И, набравшись храбрости, Лёва добавил:
— Он сказал, что у вас немыслимая затея.
Журавленко засмеялся, прямо-таки пришёл в восторг:
— Розовенький! Совершенно точно! Это же, товарищи, очень удобный цвет: понадобится — за белый сойдёт; понадобится — может сойти и за красный.
Лёва допытывался:
— Он нарочно так сказал? Нарочно хотел, чтобы вы машину не делали, да?
Журавленко замахал руками:
— Не хочу о нём говорить, не желаю портить настроения! Скоро он попытается нам его испортить.
И Журавленко, уже не весело, а с горечью, повторил:
— Да-а, Розовенький!
Глава тридцатая. Тройная проверка
В воскресный день второй половины января, когда все добровольные помощники Журавленко, все работники «Общественной мастерской изобретателя» были свободны, снова устроили пробный пуск модели.

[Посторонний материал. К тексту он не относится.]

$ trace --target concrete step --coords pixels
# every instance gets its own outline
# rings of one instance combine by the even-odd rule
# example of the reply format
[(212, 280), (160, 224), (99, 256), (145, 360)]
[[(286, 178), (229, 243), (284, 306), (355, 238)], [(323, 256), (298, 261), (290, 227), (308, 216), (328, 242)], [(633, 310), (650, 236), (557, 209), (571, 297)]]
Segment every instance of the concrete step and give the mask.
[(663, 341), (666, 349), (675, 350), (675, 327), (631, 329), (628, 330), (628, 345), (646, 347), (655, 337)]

Она стояла посреди комнаты, низенькая, с низенькой, словно присевшей башней. Вокруг было пустое пространство. Все вещи были распиханы по углам; раскладушка — сложена, тумбочка с приёмником и проигрывателем громоздилась на столе; на нём же, с краю, стояли наготове контейнеры.
Маринка и Лёва сидели на подоконнике и даже ноги подобрали, чтобы не занимать лишнего места.
Новые помощники пристроились кто где. Маленький очкастый мастер сидел на нижней перекладине стула, перевёрнутого и поставленного на другой.
Он снял на минутку очки, чтобы их протереть, и глаза его оказались вдвое меньше, добрее и беспомощно заморгали.
Худощавый пожилой мастер присел на углу стола и ёрзал от нетерпения, — видно, не привык он сидеть без дела.
А молодой, улыбчивый парень примостился на ступеньке складной лесенки, нахохлившись от ожидания, как птица, которую ждёт первый дальний полёт.
Журавленко с Кудрявцевым и Шевелёвым возились у модели, что-то опробовали. Вначале модель капризничала. Механизм заедало. Но ни у кого, кроме Лёвы, это не вызывало паники. Оказывалось, что кое-где надо было что-то ослабить, кое-где покрепче подвинтить.
Журавленко всё наладил и сел на подоконник, между Лёвой и Маринкой.
У модели остались Сергей Кудрявцев с Михаилом Шевелёвым.
И вот снова, как в первый раз, послышалось ритмичное пощёлкивание, брызнул раствор, и с удивительной быстротой начали ложиться кирпичи, ряд за рядом.
Лучший каменщик мог бы позавидовать такой ровной кирпичной кладке. Кирпичеукладчик начал делать пропуски. Получилось два оконных проёма. Когда они стали нужной высоты, Шевелёв сказал:
— Давай, Сергей.
Кудрявцев перевёл небольшой рычажок в модели. Тотчас из неё выдвинулись щипцы, положили на один проём, потом на другой по железной перекладине.
Модель с башней к тому времени стали вдвое выше.
Шевелёв отошёл от кабинки. Кирпичи стали снова ложиться сплошными рядами.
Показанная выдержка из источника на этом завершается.